Cybersecurity, as a field, is viewed through many different lenses, depending on where a professional works within an organization. For example, lawyers and auditors often view cybersecurity as a compliance issue. These professionals are heavily concerned with procedure, policy, and performance, ensuring that individuals within their organizations are leveraging the appropriate mechanisms and following prescribed procedures while avoiding any types of actions that may place the business in jeopardy.
For the penetration tester, cybersecurity is viewed as a challenge – something to overcome, defy, and subvert. Specifically, most penetration testers receive greater benefit and compensation depending on how successfully they subvert an organization’s protective mechanisms. This stands in contrast to many incident responders who value constant awareness and monitoring through leveraging firewalls, updates, patches, and local system security mechanisms.
While all these different slices of cybersecurity have focuses unique to their work roles, almost all cybersecurity professionals universally appreciate secure development operations, also known as DevSecOps or SecDevOps. The global appreciation of SecDevOps is rather obvious when examining cybersecurity holistically.
Specifically, SecDevOps can be defined as the application of security considerations into development operations throughout the lifecyle of the product. This is somewhat unique in the field of development, as previous generations of technical development prioritized functionality and customer ease-of-use over security. This previous mentality, while understandable, is a serious cause for concern and presents threats to the users of these underdeveloped products.
As SecDevOps has grown in prominence, it has become an overlying consideration for most of the cybersecurity community. Specifically, all members of the field agree that building security into customer offerings from start to finish ensures a more secure product evolves over time.
For example, leveraging SecDevOps into a Software-as-a-Service (Saas) offering lowers the level of potential web vulnerabilities for users. This, in turn, can help stave off many of the OWASP Top 10 related exploitations that are prevalent online.
Additionally, leveraging SecDevOps into Internet of Things (IoT) products can decrease the potential number of pivot points which attackers can leverage, should they gain access to a victim’s network. Even leveraging SecDevOps into things as mundane as a Bluetooth receiver and transmitter development can protect drivers from potentially losing control of their vehicles.
One of the most recent examples of SecDevOps failure was identified by Google’s Project Zero team when it conducted a security review of the Apple’s iPhone and discovered “five separate, complete and unique iPhone exploit chains, covering almost every version from iOS 10 through to the latest version of iOS 12.” These exploits made iPhones vulnerable to several hacked websites online. When iPhone users visited these sites, monitoring implants would be installed on their phones, sending data to the online miscreants responsible for the hacks.

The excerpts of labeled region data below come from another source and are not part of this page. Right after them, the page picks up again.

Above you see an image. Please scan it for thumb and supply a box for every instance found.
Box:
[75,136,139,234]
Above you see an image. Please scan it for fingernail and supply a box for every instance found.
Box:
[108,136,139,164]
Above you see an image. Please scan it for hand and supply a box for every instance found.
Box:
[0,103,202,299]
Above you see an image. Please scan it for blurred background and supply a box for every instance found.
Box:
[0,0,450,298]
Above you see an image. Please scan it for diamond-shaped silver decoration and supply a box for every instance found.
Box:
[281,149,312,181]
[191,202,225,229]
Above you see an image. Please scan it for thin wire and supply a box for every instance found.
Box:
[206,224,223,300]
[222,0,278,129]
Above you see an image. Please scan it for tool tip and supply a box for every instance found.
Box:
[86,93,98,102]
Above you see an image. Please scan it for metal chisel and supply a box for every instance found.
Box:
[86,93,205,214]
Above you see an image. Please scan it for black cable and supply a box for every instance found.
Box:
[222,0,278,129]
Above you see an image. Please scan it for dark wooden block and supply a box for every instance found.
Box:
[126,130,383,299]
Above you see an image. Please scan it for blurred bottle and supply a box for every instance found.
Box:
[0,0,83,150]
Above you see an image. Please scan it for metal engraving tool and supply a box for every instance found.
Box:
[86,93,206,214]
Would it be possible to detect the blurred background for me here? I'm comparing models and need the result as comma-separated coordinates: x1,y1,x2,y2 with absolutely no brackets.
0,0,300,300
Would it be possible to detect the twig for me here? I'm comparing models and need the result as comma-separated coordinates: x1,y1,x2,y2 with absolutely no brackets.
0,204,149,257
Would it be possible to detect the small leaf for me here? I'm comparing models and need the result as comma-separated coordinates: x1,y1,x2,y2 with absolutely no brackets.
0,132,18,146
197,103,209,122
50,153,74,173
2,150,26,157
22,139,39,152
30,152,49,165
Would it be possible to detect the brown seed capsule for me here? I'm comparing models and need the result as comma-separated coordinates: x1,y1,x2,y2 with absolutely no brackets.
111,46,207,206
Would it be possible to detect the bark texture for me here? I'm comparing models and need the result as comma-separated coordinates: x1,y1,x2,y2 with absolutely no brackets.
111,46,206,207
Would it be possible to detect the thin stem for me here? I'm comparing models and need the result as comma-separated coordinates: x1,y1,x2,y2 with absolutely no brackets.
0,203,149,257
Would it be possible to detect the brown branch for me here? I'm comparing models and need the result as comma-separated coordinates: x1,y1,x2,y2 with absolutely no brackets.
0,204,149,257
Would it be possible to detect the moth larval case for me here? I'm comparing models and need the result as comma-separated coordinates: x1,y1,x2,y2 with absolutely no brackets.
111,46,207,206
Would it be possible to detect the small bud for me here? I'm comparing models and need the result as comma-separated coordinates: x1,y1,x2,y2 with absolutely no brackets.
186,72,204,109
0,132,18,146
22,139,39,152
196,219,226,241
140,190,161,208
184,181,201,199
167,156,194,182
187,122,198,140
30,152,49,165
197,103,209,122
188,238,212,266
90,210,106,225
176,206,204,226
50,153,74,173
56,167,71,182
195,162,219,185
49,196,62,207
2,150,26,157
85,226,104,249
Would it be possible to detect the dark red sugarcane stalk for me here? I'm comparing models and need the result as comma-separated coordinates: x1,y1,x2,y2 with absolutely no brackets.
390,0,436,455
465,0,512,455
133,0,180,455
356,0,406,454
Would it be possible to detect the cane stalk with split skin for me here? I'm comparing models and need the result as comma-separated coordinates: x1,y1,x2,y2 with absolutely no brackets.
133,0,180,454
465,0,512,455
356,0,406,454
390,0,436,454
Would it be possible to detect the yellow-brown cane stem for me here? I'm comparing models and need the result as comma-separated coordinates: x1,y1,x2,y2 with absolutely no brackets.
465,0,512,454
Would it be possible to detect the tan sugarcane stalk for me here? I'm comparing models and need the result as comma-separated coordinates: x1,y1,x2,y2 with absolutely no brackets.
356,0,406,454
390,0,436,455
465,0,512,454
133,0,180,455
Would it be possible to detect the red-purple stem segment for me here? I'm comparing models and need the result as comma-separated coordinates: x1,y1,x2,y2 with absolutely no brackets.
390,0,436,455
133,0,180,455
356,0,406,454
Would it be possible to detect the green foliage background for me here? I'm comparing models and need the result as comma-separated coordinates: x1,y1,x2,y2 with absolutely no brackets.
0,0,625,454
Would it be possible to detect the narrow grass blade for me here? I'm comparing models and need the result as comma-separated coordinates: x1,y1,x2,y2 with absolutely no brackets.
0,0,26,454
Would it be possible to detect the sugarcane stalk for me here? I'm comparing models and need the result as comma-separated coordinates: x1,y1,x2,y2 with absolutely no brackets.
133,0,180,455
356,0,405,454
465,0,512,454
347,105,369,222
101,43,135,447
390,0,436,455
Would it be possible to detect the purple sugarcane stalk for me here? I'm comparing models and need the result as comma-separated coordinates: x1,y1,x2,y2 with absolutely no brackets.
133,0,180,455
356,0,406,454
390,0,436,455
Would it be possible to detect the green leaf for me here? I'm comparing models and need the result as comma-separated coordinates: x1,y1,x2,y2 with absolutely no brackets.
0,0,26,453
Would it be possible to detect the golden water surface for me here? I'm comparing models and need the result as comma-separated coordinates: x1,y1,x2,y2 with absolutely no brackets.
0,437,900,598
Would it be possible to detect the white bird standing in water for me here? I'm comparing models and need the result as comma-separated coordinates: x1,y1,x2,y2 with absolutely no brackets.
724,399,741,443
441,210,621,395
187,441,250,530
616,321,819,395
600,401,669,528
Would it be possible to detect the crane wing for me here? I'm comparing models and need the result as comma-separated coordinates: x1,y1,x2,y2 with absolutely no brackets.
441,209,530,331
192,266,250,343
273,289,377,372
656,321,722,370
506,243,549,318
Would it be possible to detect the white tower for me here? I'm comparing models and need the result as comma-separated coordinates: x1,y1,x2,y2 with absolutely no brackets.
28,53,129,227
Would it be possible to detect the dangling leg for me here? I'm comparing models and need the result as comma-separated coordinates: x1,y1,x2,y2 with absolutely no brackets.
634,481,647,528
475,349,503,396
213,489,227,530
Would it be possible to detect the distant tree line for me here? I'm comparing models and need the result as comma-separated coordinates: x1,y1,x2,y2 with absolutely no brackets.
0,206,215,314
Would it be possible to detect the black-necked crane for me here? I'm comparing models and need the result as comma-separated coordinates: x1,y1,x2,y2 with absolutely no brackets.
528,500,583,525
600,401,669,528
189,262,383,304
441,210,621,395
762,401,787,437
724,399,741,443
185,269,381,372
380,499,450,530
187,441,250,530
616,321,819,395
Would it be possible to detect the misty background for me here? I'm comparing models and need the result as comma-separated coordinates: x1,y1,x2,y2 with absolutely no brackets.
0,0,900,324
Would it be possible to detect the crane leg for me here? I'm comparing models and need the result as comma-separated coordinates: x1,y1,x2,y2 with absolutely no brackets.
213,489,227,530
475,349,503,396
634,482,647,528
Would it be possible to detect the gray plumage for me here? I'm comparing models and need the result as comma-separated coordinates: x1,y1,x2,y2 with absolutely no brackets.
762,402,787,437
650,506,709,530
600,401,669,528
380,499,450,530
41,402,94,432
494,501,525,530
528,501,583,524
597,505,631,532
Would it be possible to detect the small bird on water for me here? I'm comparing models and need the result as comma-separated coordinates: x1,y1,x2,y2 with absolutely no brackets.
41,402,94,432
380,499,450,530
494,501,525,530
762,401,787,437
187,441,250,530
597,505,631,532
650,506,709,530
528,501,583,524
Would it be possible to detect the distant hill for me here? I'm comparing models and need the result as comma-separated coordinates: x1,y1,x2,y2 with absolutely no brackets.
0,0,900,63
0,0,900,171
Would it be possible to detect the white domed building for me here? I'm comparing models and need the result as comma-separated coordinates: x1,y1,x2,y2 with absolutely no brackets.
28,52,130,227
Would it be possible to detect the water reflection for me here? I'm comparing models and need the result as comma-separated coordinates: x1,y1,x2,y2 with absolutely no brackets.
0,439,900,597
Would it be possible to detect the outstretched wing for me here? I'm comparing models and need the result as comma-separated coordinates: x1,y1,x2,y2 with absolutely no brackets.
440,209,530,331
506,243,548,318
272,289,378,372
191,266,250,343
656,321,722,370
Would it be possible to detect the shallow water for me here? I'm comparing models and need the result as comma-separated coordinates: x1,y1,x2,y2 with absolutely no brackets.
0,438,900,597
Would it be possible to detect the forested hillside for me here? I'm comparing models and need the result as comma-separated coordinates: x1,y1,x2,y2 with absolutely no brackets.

The information sent to the attackers could include personal and private data such as iMessages, photos, and GPS information – all of which could be sent to the hackers in real-time.
Although initial reports speculated that the impact of the vulnerabilities were in the range of billions of users, in truth, the actual websites that were responsible for implanting the monitoring software only received a few thousand visits a week – a far cry from most mainstream internet sites – thus reducing the potentially exploited population drastically.

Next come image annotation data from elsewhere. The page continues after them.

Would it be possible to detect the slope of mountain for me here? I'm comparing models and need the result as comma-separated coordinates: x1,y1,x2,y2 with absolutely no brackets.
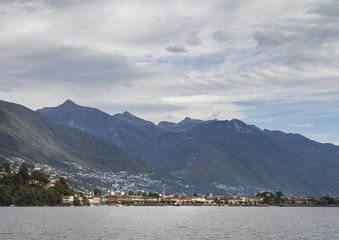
0,101,150,172
37,100,163,149
129,120,339,196
158,117,204,132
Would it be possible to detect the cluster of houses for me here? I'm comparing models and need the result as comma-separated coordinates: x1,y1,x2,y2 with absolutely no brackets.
85,195,263,205
63,188,263,206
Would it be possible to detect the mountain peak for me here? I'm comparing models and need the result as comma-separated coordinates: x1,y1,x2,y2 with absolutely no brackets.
61,99,77,106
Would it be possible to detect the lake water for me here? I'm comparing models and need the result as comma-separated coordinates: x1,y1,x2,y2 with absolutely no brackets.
0,207,339,240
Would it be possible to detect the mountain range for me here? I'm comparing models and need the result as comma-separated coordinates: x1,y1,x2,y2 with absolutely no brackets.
37,100,202,149
0,101,150,172
0,100,339,196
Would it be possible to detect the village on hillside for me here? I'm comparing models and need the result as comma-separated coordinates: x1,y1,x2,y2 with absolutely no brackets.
0,155,339,206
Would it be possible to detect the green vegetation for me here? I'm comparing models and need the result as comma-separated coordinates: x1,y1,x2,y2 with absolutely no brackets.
0,100,150,172
94,188,102,196
0,163,74,206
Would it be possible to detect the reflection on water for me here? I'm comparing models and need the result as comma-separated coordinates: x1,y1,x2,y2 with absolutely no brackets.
0,207,339,239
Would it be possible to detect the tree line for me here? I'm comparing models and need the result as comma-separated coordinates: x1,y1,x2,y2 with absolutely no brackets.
0,162,74,206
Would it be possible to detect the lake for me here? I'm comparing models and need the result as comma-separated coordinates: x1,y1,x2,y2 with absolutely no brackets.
0,206,339,240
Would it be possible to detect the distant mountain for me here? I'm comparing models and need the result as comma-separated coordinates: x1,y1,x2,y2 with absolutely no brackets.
158,117,204,132
0,101,150,172
38,100,339,196
37,100,163,149
128,120,339,196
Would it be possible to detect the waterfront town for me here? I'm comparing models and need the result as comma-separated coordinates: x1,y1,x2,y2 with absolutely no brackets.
0,155,339,206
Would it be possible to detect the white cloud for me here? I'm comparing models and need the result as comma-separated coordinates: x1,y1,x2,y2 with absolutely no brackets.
309,134,332,138
0,0,339,142
287,123,314,128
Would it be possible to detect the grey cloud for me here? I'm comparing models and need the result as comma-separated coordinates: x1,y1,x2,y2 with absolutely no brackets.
185,31,201,46
308,0,339,18
212,31,230,42
166,45,188,53
0,46,152,87
253,31,285,48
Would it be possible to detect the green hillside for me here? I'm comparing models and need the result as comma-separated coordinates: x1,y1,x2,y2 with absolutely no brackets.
0,101,149,172
129,120,339,196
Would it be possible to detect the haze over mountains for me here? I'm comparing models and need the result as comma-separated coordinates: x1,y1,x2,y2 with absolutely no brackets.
0,101,150,172
38,100,339,196
37,100,203,149
0,100,339,196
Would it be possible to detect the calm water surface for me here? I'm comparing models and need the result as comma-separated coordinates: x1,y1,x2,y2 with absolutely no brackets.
0,207,339,239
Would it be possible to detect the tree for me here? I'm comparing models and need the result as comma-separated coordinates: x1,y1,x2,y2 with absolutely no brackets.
274,191,283,205
94,188,102,196
31,170,49,185
1,162,11,173
128,190,134,196
19,164,30,182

While the actual impact of the monitoring implant attack is probably low for Apple and iPhone users, it goes without saying that had Apple better performed SecDevOps, the likelihood of these dangerous exploits gaining purchase in the first place would have been much lower.
Indeed, many cybersecurity professionals understand that while the level of actual exploited iPhone users may have been relatively low, the level of vulnerable users was uncomfortably high.
Through using SecDevOps in the development cycle, Apple could have better prepared and mitigated this vulnerability before it ever occurred. Yet, until this universally approved development process is globally adopted, more hacks will occur with more users put at risk.